If it’s any comfort at all, I see this biting people on the arse (me included) everywhere that [dict]-like structures are used (incl. SC and python as well as Max). However, the point of them is that they are much more flexible than straight arrays, because the IDs aren’t coupled to the size of the dataset, so will remain as specified even after items may have been removed with DataSetQuery or deletePoint.

I guess before I never used print after I had loaded files, only when initially making them. Given that the order isn’t random, I suppose it’s “alphabetical” in terms of the order that it’s putting them in?

It’s not the end of the word, just a bit peculiar.

There are cases where what’s at the extremes of the fluid.dataset~ is important (like if something is fucked along the way and the upper half is filled with zeros, which has happened to be before), so this way gives you no (easy) way to make sure the fluid.dataset~ is filled with actual information from beginning to end (unless you happen to have 99, 999, 9999, or 99999 entries exactly).

Is there a way to change the, um, order of operations in terms of alphabetizing? A quick google shows that there are some standard ways this stuff is handled.

It seems strange but it is the usual way things are ordered. Same problem in python and not a “simple” native way of dealing with it. Sorting can be expensive :slight_smile:

1 Like

There is no way to change the way JSON behaves in this regard, as its representation for key-values pairs (‘objects’) is explicitly unordered in the JSON spec. Be reassured, this isn’t because we don’t know how to sort things in general :stuck_out_tongue_winking_eye:

In any case, without changing the way the JSON is structured, there’s nothing to be done to preserve ordering in this case.

TBH, that use case feels a bit stretched – you want print to confirm assumptions about your data after it’s been to disk and back. ISTM that a programmatic solution would be more robust here:

1 Like

Hehe, yeah I get that.

I guess that the expectation given the layout of print is that you see the first/last three columns, and first/last three rows, whereas the rows are a semi-arbitrary snapshot of the data rather than the extremes.

That code is super handy for pulling out zeros, but there may be NANs in the extremes or some other numerical aberration at “the end” of the data.
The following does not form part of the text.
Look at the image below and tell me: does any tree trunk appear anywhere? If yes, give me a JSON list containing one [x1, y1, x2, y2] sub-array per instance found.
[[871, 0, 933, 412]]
I get that JSON doesn’t keep track of that, but I would have presumed that there was some other index for the order in which items were played into the fluid.dataset~ in the first place (which I understand may also not be in numerical order).

Even if the data structure can’t be preserved as such, perhaps the print command could go a step further and include a more robust numerical sorting for display purposes (e.g. 1, 2, 3…9, 10, 11, apples, bananas, carrots, etc…). Since the print command is (presumably) only used every now and then, even if that kind of sorting isn’t fast, it wouldn’t really matter much.

I guess what I’m saying is that for associative data structures like DataSet there isn’t a concept of first and last rows: it’s a happy coincidence that the storage order matches the insertion order for an instance that hasn’t been read back from file. I’m not sure I agree that the effects of doing a sophisticated sort for printing wouldn’t matter much, at least for bigger DataSets. I’m dealing with stuff with tens and hundreds and thousands of points at the moment, where I think the overhead of sorting would be pretty noticeable. It’s also not clear to me that there would be a sorting function that could really guess what someone meant in all instances.

The NaN thing is a problem – and one I’m currently dealing with in my own patch. Really, we don’t want NaNs to get into the JSON at all, if we can avoid it (which is tricky, in the general case). AFAIK, the main way they sneak in at the moment is with the various normalizing objects and columns that have a range of 0. I think we currently have open issues both for what to do with NaNs that we do encounter in the JSON (because this could come from anywhere), and what to do for 0-range columns.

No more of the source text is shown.